Small, early studies such as this were soon reinforced by larger multicenter trials, which have formed a strong evidence base for the efficacy of retinoic acid. A study of 251 patients compared topical tretinoin at concentrations of 0.05% and 0.01% versus vehicle control with outcome measure being improvement in photoaging based on a defined 9-point severity scale and histologic features on punch biopsy (level I evidence). This study demonstrated a significant improvement in photoaging score in the 0.05% group, which was supported by histologic changes, including increased epidermal thickness, decreased melanin content, and stratum corneum compaction. Notable side effects included erythema, peeling, burning, and stinging, which were more notable in the group treated with the higher concentration.

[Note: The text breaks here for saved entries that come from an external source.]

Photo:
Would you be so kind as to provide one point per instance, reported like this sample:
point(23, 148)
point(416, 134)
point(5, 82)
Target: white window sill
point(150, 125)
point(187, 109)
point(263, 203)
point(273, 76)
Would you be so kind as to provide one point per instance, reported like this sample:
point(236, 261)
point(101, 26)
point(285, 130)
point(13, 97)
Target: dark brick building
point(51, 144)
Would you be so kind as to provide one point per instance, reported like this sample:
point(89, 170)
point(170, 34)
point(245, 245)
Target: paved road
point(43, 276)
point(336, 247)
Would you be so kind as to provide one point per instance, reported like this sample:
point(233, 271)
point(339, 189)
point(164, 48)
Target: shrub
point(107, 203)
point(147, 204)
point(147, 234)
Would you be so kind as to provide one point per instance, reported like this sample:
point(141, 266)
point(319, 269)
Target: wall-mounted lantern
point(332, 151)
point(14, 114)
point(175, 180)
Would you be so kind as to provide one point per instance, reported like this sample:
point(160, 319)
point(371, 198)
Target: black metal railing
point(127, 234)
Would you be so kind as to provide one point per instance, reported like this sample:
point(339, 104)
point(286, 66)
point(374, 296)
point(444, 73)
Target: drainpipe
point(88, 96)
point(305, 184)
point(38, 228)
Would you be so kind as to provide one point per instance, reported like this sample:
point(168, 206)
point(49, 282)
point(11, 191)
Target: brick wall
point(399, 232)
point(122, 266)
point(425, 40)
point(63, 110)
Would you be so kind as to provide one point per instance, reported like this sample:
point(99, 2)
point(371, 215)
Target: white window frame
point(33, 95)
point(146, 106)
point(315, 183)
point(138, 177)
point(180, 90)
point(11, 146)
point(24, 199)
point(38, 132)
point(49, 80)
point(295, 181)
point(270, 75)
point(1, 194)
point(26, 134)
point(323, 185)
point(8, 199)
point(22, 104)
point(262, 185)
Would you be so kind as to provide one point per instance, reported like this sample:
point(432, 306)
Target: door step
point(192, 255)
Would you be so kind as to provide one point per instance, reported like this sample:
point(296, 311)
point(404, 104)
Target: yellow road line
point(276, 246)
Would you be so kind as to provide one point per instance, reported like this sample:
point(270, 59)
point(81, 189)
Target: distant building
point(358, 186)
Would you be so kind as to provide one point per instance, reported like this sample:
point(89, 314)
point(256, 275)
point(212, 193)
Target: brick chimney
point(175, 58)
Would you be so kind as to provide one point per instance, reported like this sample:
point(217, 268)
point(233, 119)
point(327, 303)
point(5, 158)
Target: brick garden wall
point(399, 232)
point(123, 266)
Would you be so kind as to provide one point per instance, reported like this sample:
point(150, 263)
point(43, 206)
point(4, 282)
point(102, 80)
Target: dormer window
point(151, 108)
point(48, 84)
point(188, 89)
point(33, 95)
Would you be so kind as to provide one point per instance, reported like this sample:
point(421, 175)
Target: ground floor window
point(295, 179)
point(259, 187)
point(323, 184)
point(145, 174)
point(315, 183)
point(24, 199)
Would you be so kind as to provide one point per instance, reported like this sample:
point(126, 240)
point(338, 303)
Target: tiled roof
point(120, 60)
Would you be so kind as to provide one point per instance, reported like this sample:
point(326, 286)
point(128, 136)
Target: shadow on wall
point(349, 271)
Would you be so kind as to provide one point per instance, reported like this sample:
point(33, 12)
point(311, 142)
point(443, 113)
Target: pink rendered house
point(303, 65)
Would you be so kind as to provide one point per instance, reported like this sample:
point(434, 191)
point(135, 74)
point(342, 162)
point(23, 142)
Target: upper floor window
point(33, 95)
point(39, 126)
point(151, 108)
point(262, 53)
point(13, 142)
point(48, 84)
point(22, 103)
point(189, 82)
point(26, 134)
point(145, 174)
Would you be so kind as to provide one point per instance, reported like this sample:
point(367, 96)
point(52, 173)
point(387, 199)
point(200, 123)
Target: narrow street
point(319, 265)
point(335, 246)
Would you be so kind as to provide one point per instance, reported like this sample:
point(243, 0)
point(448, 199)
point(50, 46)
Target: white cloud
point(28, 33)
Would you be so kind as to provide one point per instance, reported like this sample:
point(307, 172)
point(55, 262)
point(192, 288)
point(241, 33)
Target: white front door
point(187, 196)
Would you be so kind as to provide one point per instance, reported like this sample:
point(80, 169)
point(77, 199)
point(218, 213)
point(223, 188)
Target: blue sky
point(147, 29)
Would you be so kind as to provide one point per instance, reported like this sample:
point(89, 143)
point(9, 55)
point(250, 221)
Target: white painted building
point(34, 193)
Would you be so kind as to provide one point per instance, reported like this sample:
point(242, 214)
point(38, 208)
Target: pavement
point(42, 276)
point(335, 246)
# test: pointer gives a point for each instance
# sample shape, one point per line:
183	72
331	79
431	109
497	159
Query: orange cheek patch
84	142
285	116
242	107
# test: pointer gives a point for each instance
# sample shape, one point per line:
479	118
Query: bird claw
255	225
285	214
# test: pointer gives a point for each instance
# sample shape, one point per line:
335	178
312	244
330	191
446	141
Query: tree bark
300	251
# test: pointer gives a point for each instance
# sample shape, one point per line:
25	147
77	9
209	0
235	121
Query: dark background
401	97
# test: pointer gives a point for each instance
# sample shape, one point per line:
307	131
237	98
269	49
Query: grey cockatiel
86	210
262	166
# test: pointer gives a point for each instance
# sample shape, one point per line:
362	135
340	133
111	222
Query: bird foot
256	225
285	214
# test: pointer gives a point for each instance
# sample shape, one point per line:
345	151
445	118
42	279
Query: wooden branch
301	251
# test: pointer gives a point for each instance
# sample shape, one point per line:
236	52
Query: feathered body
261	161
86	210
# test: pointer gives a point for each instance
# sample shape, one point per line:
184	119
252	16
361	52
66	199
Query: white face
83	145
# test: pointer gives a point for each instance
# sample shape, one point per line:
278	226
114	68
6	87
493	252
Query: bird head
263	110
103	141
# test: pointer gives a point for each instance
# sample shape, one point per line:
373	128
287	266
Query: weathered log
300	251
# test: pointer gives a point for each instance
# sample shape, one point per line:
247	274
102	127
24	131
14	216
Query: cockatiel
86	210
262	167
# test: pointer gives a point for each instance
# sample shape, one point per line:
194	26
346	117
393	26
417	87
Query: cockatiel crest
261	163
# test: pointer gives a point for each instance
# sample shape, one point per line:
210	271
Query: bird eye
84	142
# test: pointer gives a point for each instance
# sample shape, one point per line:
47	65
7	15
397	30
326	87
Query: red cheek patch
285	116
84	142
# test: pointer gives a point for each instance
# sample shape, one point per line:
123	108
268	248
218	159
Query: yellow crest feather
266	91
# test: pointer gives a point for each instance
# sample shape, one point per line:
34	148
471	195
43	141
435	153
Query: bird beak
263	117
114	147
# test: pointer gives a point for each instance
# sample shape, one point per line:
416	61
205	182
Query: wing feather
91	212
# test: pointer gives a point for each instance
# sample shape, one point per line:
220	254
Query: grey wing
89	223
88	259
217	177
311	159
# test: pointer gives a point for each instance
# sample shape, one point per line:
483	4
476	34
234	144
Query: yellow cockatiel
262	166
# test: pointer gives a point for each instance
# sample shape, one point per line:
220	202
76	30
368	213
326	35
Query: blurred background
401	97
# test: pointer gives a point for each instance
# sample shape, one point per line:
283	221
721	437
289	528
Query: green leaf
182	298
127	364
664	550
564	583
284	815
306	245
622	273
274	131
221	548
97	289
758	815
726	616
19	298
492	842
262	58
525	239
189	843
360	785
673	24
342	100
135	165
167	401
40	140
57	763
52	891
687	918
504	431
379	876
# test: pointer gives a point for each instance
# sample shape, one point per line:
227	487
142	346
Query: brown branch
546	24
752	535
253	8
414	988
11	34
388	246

A follow-up study from 1992 focused on the dose-related efficacy in comparing topical tretinoin at 0.05%, 0.01%, and 0.001% versus vehicle alone in a multicenter study of 296 patients (level I evidence). This study demonstrated that use of tretinoin 0.05% resulted in an improvement in overall severity of photodamage that increased with duration of use from 12 to 24 weeks, whereas 0.01% and 0.001% tretinoin were not different from vehicle alone in overall skin improvement ( Figs. 2 and 3 ). Recently, a 2-year, multicenter, double-blind, placebo-controlled trial of topical tretinoin 0.05% versus vehicle demonstrated the long-term efficacy of topical retinoic acid use, citing a significant improvement in fine and course wrinkling, mottled hyperpigmentation, and sallowness (level I evidence).